El ruido político reaviva las dudas de los inversores sobre el margen real de actuación de la autoridad monetaria de EEUU. Los analistas esperan dos bajadas de tipos, pero a partir de julio, ya con el nuevo presidente.
Miguel Ángel Valero
Cristina Gavín Moreno, jefa de Renta Fija en Ibercaja Gestión, no espera movimientos de tipos en la reunión de la Fed del miércoles 28 de enero y se mantendrán en el rango 3.5%-3.75%. Los favorables datos de empleo, consumo y de actividad manufacturera que hemos conocido en el comienzo de año dan margen a la Fed para mantenerse en modo “espera” en el proceso de bajada de tipos.
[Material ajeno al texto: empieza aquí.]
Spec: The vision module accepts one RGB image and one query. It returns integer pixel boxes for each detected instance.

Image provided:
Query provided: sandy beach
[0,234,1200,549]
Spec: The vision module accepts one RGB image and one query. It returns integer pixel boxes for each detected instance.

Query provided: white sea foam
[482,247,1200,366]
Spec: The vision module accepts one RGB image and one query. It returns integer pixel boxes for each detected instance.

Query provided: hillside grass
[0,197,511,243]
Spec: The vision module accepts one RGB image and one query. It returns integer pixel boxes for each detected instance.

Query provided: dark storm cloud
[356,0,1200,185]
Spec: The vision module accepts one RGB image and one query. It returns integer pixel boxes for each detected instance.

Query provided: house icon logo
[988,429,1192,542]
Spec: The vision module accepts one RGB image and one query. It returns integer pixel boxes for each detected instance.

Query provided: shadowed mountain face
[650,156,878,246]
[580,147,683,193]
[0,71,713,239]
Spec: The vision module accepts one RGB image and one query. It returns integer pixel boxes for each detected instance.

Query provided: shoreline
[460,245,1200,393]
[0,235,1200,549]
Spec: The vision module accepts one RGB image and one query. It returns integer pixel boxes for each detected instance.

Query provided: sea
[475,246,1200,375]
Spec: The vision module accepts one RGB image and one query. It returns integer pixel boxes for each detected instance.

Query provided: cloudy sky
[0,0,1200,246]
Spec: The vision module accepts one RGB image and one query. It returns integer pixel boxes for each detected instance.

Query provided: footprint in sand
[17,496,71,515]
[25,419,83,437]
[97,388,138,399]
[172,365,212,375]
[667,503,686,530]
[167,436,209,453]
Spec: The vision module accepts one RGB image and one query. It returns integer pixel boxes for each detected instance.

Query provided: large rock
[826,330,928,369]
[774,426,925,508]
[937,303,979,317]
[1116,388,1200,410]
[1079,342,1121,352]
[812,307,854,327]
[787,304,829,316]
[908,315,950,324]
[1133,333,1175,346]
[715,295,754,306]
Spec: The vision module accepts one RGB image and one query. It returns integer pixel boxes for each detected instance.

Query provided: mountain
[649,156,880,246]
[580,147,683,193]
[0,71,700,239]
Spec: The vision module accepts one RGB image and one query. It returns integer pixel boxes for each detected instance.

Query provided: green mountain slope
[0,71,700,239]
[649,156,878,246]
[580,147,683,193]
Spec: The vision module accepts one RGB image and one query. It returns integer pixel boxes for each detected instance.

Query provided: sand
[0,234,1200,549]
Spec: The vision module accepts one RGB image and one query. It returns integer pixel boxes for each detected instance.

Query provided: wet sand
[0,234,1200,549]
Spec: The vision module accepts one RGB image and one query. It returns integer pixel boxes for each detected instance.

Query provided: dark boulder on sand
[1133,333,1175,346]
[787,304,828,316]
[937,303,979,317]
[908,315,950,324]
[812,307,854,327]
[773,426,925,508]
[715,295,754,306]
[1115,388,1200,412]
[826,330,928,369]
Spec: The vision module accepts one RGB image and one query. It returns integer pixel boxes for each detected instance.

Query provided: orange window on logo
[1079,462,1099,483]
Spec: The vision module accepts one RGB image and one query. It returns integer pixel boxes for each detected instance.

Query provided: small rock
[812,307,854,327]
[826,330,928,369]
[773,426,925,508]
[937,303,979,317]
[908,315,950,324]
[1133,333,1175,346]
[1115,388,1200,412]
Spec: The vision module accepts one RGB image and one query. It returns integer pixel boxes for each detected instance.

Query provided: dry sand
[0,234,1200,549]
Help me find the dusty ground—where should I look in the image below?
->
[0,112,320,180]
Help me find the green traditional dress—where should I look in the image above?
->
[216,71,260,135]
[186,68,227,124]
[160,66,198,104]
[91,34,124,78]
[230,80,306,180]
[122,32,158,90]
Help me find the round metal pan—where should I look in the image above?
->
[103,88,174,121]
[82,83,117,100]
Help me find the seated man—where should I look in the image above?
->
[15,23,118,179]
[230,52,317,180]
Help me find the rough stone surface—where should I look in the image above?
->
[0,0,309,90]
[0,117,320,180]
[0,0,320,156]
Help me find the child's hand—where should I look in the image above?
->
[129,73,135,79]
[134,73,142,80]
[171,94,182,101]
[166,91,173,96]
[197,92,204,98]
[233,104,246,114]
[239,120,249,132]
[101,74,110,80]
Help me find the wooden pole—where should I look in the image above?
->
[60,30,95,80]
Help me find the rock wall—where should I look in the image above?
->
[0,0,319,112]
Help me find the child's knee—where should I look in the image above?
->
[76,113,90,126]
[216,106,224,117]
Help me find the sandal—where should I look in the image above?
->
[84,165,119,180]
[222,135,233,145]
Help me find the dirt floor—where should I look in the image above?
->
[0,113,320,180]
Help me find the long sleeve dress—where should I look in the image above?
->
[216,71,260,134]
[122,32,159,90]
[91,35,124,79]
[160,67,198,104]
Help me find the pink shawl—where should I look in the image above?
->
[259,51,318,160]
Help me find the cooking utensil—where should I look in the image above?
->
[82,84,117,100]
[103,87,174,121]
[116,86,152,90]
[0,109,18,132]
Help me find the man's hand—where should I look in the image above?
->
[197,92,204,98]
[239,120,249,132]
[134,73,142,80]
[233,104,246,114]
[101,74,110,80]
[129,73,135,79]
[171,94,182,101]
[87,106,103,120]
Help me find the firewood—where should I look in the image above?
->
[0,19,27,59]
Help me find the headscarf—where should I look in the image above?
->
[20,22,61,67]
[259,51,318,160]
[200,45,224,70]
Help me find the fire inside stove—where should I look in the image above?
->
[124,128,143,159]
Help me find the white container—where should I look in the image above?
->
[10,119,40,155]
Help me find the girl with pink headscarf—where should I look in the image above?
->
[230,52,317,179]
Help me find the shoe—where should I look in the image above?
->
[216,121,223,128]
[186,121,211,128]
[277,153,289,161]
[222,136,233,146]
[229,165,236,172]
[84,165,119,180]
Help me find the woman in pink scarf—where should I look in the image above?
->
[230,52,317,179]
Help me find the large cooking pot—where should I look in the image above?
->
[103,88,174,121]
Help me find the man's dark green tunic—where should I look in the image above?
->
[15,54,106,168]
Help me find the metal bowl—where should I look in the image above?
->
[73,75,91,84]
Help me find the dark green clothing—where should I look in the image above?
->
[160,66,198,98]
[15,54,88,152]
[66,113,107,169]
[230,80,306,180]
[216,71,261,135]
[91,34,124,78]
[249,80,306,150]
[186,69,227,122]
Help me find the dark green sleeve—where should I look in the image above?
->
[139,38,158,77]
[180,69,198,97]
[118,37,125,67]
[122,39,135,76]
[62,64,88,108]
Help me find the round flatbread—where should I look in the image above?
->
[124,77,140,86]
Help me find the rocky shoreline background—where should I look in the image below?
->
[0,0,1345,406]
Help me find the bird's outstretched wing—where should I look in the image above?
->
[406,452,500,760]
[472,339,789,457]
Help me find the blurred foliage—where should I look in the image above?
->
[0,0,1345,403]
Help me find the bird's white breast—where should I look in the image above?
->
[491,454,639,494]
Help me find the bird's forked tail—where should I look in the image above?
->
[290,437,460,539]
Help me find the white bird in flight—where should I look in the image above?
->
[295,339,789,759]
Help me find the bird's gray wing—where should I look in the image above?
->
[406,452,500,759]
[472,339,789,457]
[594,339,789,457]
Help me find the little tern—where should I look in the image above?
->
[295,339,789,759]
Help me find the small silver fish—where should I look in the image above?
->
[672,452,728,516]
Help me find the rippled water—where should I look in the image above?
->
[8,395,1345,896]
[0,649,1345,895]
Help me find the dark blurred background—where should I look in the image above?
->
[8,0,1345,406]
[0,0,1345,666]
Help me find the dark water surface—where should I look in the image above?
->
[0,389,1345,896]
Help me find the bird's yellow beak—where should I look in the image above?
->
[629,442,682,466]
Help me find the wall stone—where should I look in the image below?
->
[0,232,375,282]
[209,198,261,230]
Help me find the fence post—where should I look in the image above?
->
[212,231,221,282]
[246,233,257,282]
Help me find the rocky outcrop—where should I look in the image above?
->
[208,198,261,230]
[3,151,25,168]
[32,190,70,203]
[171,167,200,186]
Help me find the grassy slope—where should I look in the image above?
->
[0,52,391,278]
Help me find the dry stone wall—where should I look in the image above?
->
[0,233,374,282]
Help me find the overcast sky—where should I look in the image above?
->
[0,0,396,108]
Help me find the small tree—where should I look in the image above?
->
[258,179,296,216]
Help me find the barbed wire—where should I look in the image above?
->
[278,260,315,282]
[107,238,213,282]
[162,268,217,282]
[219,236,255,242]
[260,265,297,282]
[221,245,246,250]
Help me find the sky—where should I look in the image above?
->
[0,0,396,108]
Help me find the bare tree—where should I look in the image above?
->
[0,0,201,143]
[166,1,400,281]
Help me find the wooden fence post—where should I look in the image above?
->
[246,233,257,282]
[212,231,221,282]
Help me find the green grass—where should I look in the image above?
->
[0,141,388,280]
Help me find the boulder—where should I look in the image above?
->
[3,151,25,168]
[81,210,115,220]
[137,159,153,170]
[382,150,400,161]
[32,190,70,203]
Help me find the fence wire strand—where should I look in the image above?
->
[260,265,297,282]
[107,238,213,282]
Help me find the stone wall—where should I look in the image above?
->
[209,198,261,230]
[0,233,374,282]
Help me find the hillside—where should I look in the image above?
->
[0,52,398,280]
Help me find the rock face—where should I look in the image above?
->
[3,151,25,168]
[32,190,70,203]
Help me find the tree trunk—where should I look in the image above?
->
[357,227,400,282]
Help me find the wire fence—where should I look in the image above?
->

En cualquier caso, los datos de precios publicados a lo largo de las últimas semanas, en especial, los referidos a cierre de 2025, se han situado por debajo de las expectativas de mercado y esto permite a la Fed mantener un tono acomodaticio en lo que a política monetaria se refiere, lo que está llevando a los inversores a descontar hasta dos bajadas para este 2026. Estos recortes, se producirían en la segunda parte del año, bajo el paraguas de la nueva presidencia.
"Y es que otro factor a tener en cuenta es el ruido político al que estamos asistiendo desde hace tiempo, que inevitablemente reaviva las dudas existentes entre los inversores en lo que a la independencia de la Reserva Federal se refiere. Hasta qué punto estas presiones pueden marcar la actuación de la principal autoridad monetaria estadounidense en este año está todavía por ver y habrá que seguir atentos en este sentido. El cambio de presidencia de la Fed previsto para mayo puede también cambiar de forma radical las expectativas de tipos", advierte.
Ebury: seguirá la profunda división en el FOMC
"Se espera que la Fed mantenga inalterados los tipos de interés y los últimos datos económicos sugieren que tendremos que esperar un tiempo hasta que se efectúe la siguiente bajada", señala Matthew Ryan, Head of Market Strategy de Ebury. Aunque en la última reunión del FOMC no se produjo el 'recorte hawkish' que muchos esperaban, el presidente Powell dejó claro que tenía intención de mantener los tipos en la reunión de enero. Además, la división cada vez más profunda entre los 'halcones' y las 'palomas' del Comité también se hizo patente en diciembre. Siete miembros (de un total de 19) se mostraban a favor de no realizar ningún cambio de tipos en 2026, mientras que ocho preveían al menos dos recortes de tipos para este año.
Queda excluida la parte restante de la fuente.